How much do you know about excel? You will need at least to know excel's feature for evaluating formulas, and how to create array formulas:
Quote:
(1) the second LOOKUP includes FIND($E$1:$E$10,A1) but on its own this formula just returns #VALUE.
FIND() on its own can't work with arrays, it's just able to look within a single cell for a character. The common use is:
=FIND("Hello","e",1)
It will return 2

Fill Range E1:E10 with characters a to j, now look at the evaluation if you select the cell containing:
=FIND(E1:E10,"e")
You will see =FIND("a","e") the result will be #VALUE but that's not of interest, the point is, the evaluation shows, that just the value of E1 is evaluated. No matter whether you entered the formula normally or as array formula!
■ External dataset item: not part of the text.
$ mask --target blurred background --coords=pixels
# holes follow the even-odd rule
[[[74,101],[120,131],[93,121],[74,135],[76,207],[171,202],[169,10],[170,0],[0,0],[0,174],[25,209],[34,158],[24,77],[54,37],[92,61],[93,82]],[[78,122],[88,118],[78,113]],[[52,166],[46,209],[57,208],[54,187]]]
To get FIND() working with arrays you will need a function, which got the ability to work with arrays. That's for example LOOKUP(), or MIN():
Enter the formula =MIN(FIND(E1:E10,"e")) and look at the evaluation, you will see something similiar as before, again only E1 is regarded.
Now enter the above formula as arrayformula and the evaluation will show you the values of each cell E1:E10.

LOOKUP() and MIN(), besides others, always will return a single value, but not an array as result!

Quote:
(2) what do the {} mean within the CHOOSE formula? I assume these are not to do with an array?
CHOOSE() is a special function. Besides the function N() and T() it got the ability to return an array as result. The {} are used in order that CHOOSE returns an array instead of a single value as result.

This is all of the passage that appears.